The last two sections of our attachment law, as contained in chapter 7, Rev. Code, were intended to give a lien "on any ship, steamboat, or other vessel, for or on account of any work done or (262) materials furnished," etc., in favor of those who might do the work or furnish the materials, etc., and to provide the mode of proceeding by which that lien, should be made effectual. Rev. Code, ch. 7, secs. 27 and 28. Among the provisions for this end, it is declared that any creditor who intends to avail himself of the remedy shall, by himself or his agent or attorney, before suing out his attachment, "first verify his debt and the manner in which it was contracted, by affidavit, and shall enter into bond, conditioned for the indemnity of the defendant in the manner provided by law." The plea in abatement put in by the owner of the steamboat, who intervenes to protect his interest, brings up for consideration the question as to whom this bond for the indemnity of the defendant shall be made payable.
It is manifest that the proceeding under this statute is one in rem, and we, accordingly, so held in Cameron v.
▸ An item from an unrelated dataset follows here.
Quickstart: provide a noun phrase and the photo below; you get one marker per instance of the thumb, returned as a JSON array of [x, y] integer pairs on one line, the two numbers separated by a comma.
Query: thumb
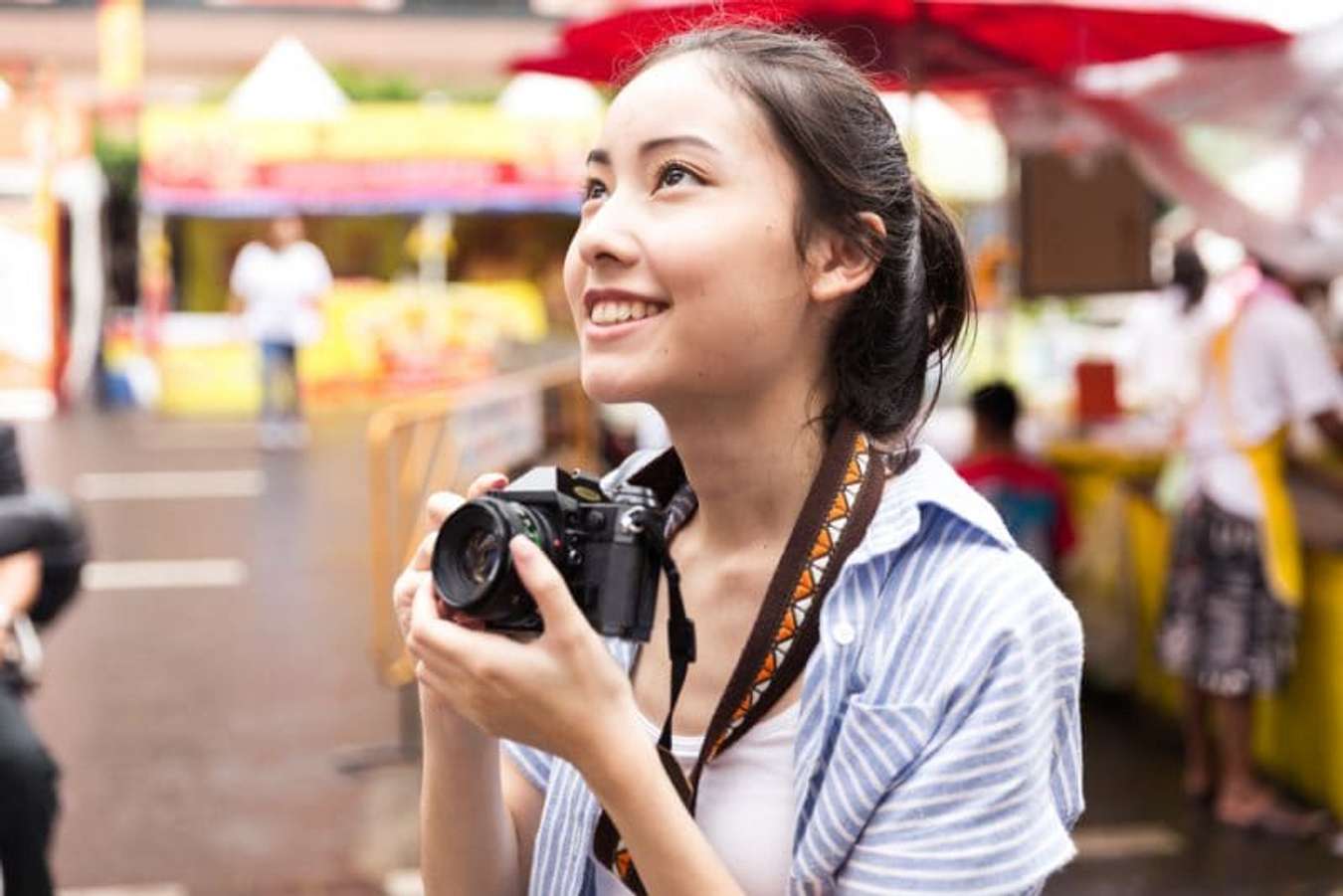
[[545, 585]]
Brig Marcellus, 48 N.C. 83. It is equally clear that the owner of the vessel or steamboat, or any other person claiming an interest in her, may intervene and have himself made a party defendant, for the purpose of protecting that interest, as we held in the same case. The person who came in and was made party in this case contends that he is the proper defendant and that the bond which the plaintiff gave upon taking out his attachment should not have been made payable "to the owner of the steamer Enterprise," but "to the defendant," or, perhaps more properly, "to the person who shall become defendant." It is very certain that the bond cannot be made payable to any particular person by name, because the proceeding being in rem, there is no such person to receive it, or for whom the magistrate who issues the attachment can accept it. To make it payable as contended for by the defendant involves a technical difficulty which, if possible, ought to be avoided. A bond, being a deed or instrument under seal, must be made to some obligee, to whom or for whom it may be delivered. Marsh v. Brooks, 33 N.C. 409; Latham v. Respass, 44 N.C. 138; Gregory v. Dozier, 51 N.C. 4. Now, in (263) a case like the present, the bond when it is given cannot be made to "the defendant" as a certain obligee because there is no defendant who can be described by his Christian and surname or simply by the description of "defendant." But there is always some person who is the owner of the vessel or steamboat, and to him by the description of "owner" the bond may be made payable, and for him the magistrate may accept the delivery of it from the plaintiff. Should the absolute owner intervene, he may, of course, have a remedy on the bond in case of its breach, and we think that any person who can show a sufficient interest in the vessel or steamboat to be permitted by the court to intervene for that interest will be taken to be "the owner," for the purpose of a remedy on the bond. Our opinion, then, is this that the plea in abatement cannot be sustained.
But the defendant through his counsel has raised an objection in the argument here, that the plaintiff's action was discontinued by the sale of the boat, upon the ground that the thing attached being gone there was nothing to keep the case in court. We are satisfied that the sixth section of the attachment law, which provides for the sale of perishable articles, applies only to the cases of original attachment and not to those against vessels and steamboats, authorized by the 27th and 28th sections of the act. The sheriff, therefore, had no authority to sell, and his sale was, consequently, null and void and left the boat in the same condition in which it was before. It does not appears that the sale was made at the instance of the plaintiff, but if it had been, it could not, being void, have the effect to discontinue the proceeding. The judgment must be reversed, and a procedendo issued.
PER CURIAM. Reversed.
Cited: Scott v. Elliott, 61 N.C. 104; s. c., 63 N.C. 217.